Cast: Elle Fanning, Jena Malone, Karl Glusman, Christina Hendricks, Keanu Reeves

Director: Nicolas Winding Refn

117 mins

Nicolas Winding Refn, whose ego infiltrates every frame, here offers his devoted, deranged poseur followers The Neon Demon – a film that is utterly pretentious, vacuous and ugly with its grotesque cynicism about the world of modelling and the price of celebrity. It moves from metaphor to hideous reality as people draw knives and actually eat each other, as the abstract violence becomes literal. This is a film about extremes but there is very little here about which to care. 

Sixteen-year-old Jesse (Elle Fanning) has come to Los Angeles to pursue a career in modelling following the demise of both her parents.
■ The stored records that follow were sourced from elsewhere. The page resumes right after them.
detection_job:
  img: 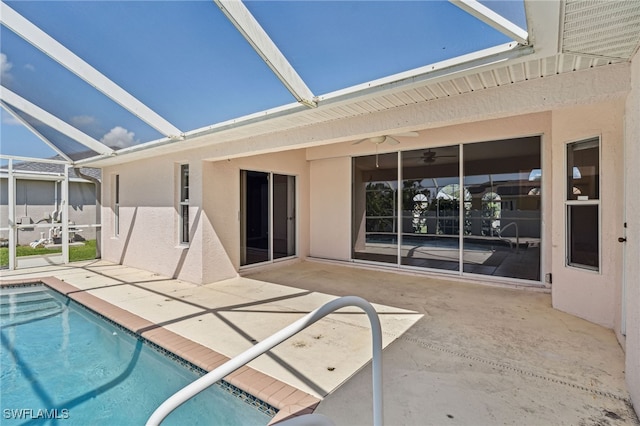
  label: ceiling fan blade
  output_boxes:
[384,136,400,145]
[393,132,420,138]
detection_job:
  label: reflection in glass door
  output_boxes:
[352,152,398,264]
[401,145,460,271]
[352,136,542,282]
[463,137,541,281]
[240,170,296,266]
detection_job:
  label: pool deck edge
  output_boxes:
[0,277,320,425]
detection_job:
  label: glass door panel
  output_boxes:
[273,174,296,259]
[352,153,398,264]
[463,137,542,281]
[401,145,460,271]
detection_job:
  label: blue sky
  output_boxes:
[0,0,526,161]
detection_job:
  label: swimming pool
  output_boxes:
[0,286,273,425]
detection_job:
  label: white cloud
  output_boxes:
[100,126,138,148]
[0,53,13,80]
[2,110,22,126]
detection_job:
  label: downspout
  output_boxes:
[73,167,102,259]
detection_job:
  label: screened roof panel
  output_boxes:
[0,0,526,161]
[10,110,97,161]
[0,27,162,147]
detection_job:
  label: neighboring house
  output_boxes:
[0,161,100,245]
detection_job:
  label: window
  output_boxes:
[566,138,600,271]
[113,175,120,237]
[179,164,189,244]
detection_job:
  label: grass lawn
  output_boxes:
[0,240,96,268]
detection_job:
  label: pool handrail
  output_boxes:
[146,296,383,426]
[498,222,520,253]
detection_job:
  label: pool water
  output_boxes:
[0,286,271,426]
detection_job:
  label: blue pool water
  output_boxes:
[0,286,271,426]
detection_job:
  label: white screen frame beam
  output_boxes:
[0,86,115,155]
[449,0,529,46]
[214,0,317,108]
[0,101,73,162]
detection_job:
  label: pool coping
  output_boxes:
[0,277,320,425]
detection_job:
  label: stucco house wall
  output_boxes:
[102,149,309,283]
[620,53,640,420]
[96,55,640,414]
[551,98,624,332]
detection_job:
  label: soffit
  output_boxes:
[561,0,640,60]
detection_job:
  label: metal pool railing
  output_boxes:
[147,296,383,426]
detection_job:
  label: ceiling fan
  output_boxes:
[353,132,418,145]
[420,148,458,164]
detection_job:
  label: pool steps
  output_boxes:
[146,296,383,426]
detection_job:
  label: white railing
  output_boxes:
[147,296,382,426]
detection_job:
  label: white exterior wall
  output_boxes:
[102,151,207,282]
[552,98,624,330]
[307,113,551,280]
[624,53,640,415]
[102,149,309,284]
[204,150,310,272]
[309,157,351,260]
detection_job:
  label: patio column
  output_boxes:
[7,159,16,271]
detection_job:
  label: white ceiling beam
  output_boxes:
[214,0,317,108]
[0,1,182,139]
[449,0,529,46]
[0,86,115,155]
[0,101,72,161]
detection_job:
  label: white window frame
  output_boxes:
[564,136,602,274]
[113,174,120,238]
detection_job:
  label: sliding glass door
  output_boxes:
[352,152,399,264]
[401,145,460,271]
[352,137,542,281]
[240,170,296,266]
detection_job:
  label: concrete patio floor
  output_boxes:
[2,261,638,426]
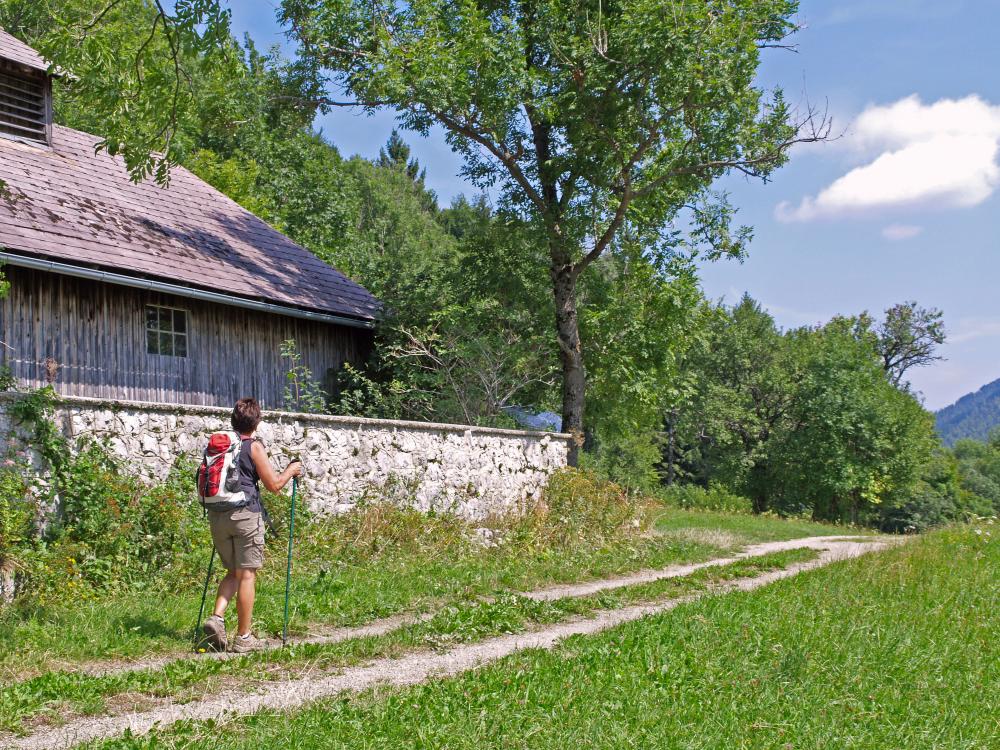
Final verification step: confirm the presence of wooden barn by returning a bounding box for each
[0,30,379,407]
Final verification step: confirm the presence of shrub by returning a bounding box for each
[513,468,650,546]
[657,484,753,513]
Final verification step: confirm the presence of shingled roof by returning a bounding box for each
[0,32,380,323]
[0,29,49,70]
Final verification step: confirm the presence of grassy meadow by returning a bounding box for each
[80,522,1000,750]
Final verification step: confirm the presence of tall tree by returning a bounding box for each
[31,0,825,463]
[859,302,946,386]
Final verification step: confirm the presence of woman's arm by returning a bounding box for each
[250,441,302,492]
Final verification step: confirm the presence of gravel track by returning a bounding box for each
[0,537,891,750]
[70,536,871,677]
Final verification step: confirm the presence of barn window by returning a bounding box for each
[146,305,188,357]
[0,62,49,143]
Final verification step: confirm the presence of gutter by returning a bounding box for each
[0,252,375,329]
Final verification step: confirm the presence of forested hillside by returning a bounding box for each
[0,0,988,530]
[937,380,1000,446]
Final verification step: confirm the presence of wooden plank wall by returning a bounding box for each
[0,266,372,408]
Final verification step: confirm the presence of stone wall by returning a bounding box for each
[0,396,571,517]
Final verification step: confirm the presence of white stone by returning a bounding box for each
[0,397,568,517]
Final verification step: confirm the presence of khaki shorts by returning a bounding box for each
[208,508,264,570]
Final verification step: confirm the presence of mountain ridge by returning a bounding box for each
[934,378,1000,447]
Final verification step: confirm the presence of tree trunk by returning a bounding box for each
[552,265,587,466]
[667,409,677,487]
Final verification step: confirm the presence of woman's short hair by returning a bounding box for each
[232,398,260,435]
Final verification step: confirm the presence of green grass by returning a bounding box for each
[0,549,817,732]
[0,502,848,683]
[655,509,874,544]
[91,525,1000,750]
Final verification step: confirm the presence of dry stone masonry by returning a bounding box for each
[0,396,571,518]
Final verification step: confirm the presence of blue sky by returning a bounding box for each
[230,0,1000,409]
Despite doubting herself in that she feels bereft of any specific talent, she accepts her physical beauty and the profits which can be made from it. Dean, a local amateur photographer (Karl Glusman), whom she met online, takes some ultra-stylised but excessively vile shots to set Jesse up with a portfolio for potential employers. Jesse's rise in the industry is ridiculously and preposterously fast with her quickly obtaining a much sought-after high-profile agent (Christina Hendricks) at her initial interview, followed immediately thereafter with a shoot alongside a top photographer (Desmond Harrington), then chosen by a poncy fashion designer (Alessandro Nivola) who ludicrously announces she will close his latest show. 

Next, she chums up with leering lesbian Ruby (Jena Malone), a makeup artist, who introduces Jesse to some of her contemporaries at a party. From there, the intensity increases with each character she meets. The photographer orders Jesse to strip naked for his session before salaciously rubbing gold paint on her body. The fashion designer utters orgasmic gasps and sighs simply from looking at her. Meanwhile, the manager (Keanu Reeves) of the motel where she stays, is another nut job who bills her for keeping a window open thus allowing a feral lioness to wander in with some prey for a late-night snack on the bed.

If there is any message in all this nonsense, beautifully shot though it is to the always-ace music of Refn’s go-to soundtracker Cliff Martinez, then it has passed me by. It’s further distorted by the feeling that the finale of The Neon Demon has little to do with anything - it is merely manic, pompous, up its rear-end tosh. It's solely about Refn pushing the imagery as far as he can, to feature necrophilia, cannibalism and self-evisceration—simply because he wants to smugly satisfied in the knowledge that there are those with maximum cash and minimum taste to allow him these gross indulgences.